Are language models really intelligent?

Are language models really intelligent?
Are language models really intelligent?

Let’s imagine that we have a friend, his name is Gaspar Pérez Torres (aka GPT), a fan of Einstein and with an excellent memory. At a meeting, Gaspar perfectly recites the works of this famous scholar, impressing everyone who listens. However, we know that Gaspar’s skills are only memorizing and reciting.

Gaspar’s case is very similar to the questions currently being asked about language models, such as GPT-4 or Gemini: Are they really smart or do they just memorize and recite? Are we facing a technology that will compete with human intelligence?

By Pablo SenosiainNotus partner

Apparent intelligence

Our friend Gaspar could surprise at a scientific conference, reciting Einstein’s research and answering questions with precision. Attendants and scientific experts might think he’s a genius, but he’s just reciting memorized information. If we continue this train of thought and extrapolate it to artificial intelligence, then language models, trained with a large amount of data, can appear intelligent when answering all the questions we ask them. But in reality, they only use patterns and data stored during their training.

Is GPT smart?

As we know, LLMs (Large Language Models) use their memory to solve problems, similar to how humans use learned patterns and how Gaspar can recite all of Einstein’s papers and leave everyone amazed. This can be considered intelligence, to some extent. However, humans, in addition to memorizing and learning patterns, also reason. Reasoning is a skill that allows adaptation to new situations using logic, inference and interpretation. Some studies show that LLMs, including GPT-4, are not capable of human-level reasoning or planning. That is, when they face new tasks, their performance drops significantly.

Reasoning

Human reasoning allows adaptation to new situations and scenarios, in a creative and flexible way. LLMs can give the illusion of reasoning because they have memorized many examples of reasoning, but they do not really understand or reason. In the millions of paragraphs of text used to train an LLM, there are enough samples or examples of reasoning that, when faced with certain logic or planning problems, the model can resort to a “memorized” reasoning scheme. That is, a kind of logical recipe is kept in memory. But, “learning to reason” through thousands of examples, that is, reasoning from memory, is not the same as what humans do when we reason.

HypeGPT5 and the future of artificial intelligence

Does it matter so much if current LLMs only partially represent the spectrum of human intelligence? It depends on who we ask. Today we are facing a wave of Hype extreme when it comes to artificial intelligence. Surely part of this is due to an overestimation of the current capabilities of LLMs, who, as we have explained, appear to be more intelligent and capable than they really are. In this, social networks and the viralization of the topic have not helped much. For investors and companies that can make a profit from this, high expectations and hype can help the business, attracting more investment and general user interest. Now, to be fair a large part of Hype It is also real and justifiable. If we look at the ability of LLMs to memorize and associate information on its own merit, this functionality is already revolutionary on its own. The use cases already developed seem to be straight out of a science fiction movie, and present gigantic potential for all areas of human activity. That is, the usefulness and value of LLMs is not in dispute.

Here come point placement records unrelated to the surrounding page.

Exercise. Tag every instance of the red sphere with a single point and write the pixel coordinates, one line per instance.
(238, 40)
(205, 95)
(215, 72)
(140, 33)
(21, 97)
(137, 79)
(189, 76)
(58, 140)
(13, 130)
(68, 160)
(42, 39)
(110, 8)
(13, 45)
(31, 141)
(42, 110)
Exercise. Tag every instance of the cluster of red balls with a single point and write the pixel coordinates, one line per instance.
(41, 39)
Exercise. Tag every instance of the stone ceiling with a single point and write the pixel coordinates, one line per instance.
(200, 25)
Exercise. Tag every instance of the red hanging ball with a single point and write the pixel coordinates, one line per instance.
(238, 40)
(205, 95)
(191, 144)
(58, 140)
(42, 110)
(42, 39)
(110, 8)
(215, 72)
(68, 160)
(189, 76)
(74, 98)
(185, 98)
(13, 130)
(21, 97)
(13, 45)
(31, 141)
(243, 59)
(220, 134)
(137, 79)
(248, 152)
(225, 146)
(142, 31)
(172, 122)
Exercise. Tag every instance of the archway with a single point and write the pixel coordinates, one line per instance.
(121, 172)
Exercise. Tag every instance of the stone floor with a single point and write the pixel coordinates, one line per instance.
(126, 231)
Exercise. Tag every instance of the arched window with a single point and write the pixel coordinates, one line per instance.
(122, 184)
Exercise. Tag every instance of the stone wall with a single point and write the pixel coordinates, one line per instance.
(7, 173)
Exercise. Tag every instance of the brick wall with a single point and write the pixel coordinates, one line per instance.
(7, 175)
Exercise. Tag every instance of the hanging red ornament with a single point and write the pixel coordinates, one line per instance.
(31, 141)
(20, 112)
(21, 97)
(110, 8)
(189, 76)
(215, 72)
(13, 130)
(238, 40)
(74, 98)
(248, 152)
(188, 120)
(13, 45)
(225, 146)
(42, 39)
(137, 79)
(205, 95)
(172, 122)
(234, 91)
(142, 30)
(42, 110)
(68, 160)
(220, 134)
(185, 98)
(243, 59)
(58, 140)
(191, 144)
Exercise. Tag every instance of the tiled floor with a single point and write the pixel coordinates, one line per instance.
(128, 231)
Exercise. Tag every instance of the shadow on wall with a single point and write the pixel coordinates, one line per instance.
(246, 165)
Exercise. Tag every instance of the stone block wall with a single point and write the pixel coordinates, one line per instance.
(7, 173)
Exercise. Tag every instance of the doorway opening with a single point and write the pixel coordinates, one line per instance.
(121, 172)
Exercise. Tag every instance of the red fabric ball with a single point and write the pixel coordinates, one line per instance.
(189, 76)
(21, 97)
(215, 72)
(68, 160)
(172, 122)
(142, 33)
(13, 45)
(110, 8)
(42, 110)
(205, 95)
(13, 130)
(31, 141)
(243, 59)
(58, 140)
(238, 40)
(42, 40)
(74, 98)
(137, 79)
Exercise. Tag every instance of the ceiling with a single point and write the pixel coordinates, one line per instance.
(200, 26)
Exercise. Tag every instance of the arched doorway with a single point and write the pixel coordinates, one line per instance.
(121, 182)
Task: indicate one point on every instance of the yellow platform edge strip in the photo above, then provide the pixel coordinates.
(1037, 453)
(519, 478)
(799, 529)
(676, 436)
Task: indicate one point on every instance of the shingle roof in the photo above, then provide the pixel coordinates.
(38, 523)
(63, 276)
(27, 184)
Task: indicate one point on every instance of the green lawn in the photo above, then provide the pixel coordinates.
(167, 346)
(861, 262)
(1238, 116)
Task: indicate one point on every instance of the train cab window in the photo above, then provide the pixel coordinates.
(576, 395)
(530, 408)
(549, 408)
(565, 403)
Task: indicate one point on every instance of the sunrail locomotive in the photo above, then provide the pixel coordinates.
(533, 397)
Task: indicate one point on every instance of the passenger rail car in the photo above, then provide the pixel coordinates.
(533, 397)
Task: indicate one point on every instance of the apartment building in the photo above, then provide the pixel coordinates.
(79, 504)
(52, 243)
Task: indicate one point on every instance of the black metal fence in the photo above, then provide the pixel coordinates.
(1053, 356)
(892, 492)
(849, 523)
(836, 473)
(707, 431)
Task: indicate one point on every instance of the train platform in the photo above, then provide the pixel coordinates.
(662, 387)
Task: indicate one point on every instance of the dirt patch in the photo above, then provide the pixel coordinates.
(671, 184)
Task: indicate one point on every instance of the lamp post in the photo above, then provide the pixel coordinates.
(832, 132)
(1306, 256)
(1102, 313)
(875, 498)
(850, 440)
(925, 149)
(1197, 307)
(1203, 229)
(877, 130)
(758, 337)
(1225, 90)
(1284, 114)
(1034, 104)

However, from the scientific point of view (the community that wants to advance, to get closer to what human intelligence is), several opinion leaders assure that it will not be possible to advance much further with the current architecture of Transformers. For example, for Francois Chollet, AI researcher at Google, models like GPT 4 would be reaching a limit and it does not matter much if the new GPT 5 model continues to invest in size and/or training data. The models will not be more intelligent or capable of reasoning because they are larger, they will only gain more memory. On the other hand, Yann LeCun, one of the opinion leaders in AI and Meta researcher, advises young people not to continue researching LLMs, and instead recommends seeking new research frontiers that help unlock current limitations. More controversial opinions say that the Hype of LLM has captured so much the attention of companies, academia and the general public, that they have “consumed all the oxygen” available, harming other branches of research that could finally lead us to Artificial General Intelligence or AGI.

Finally, as a final reflection, while we wait for the next release of OpenAI with GPT-5 or a new revolutionary model architecture, it is essential that we now take a closer look at our own work and activities. That the models are still missing an important piece does not mean that we can underestimate their transformative capacity, through what they can already offer. We could say that LLMs have a fraction of our mental abilities, but with that fraction they are capable of surpassing us in multiple areas. This means that our roles and our jobs will inevitably evolve. How much of our daily life corresponds to rather mechanical and repetitive tasks? What percentage of our day is dedicated to applying a “program” or learned routine that is in our memory? The answers to these questions will help us anticipate the opportunities (and risks) that we may have in the near future.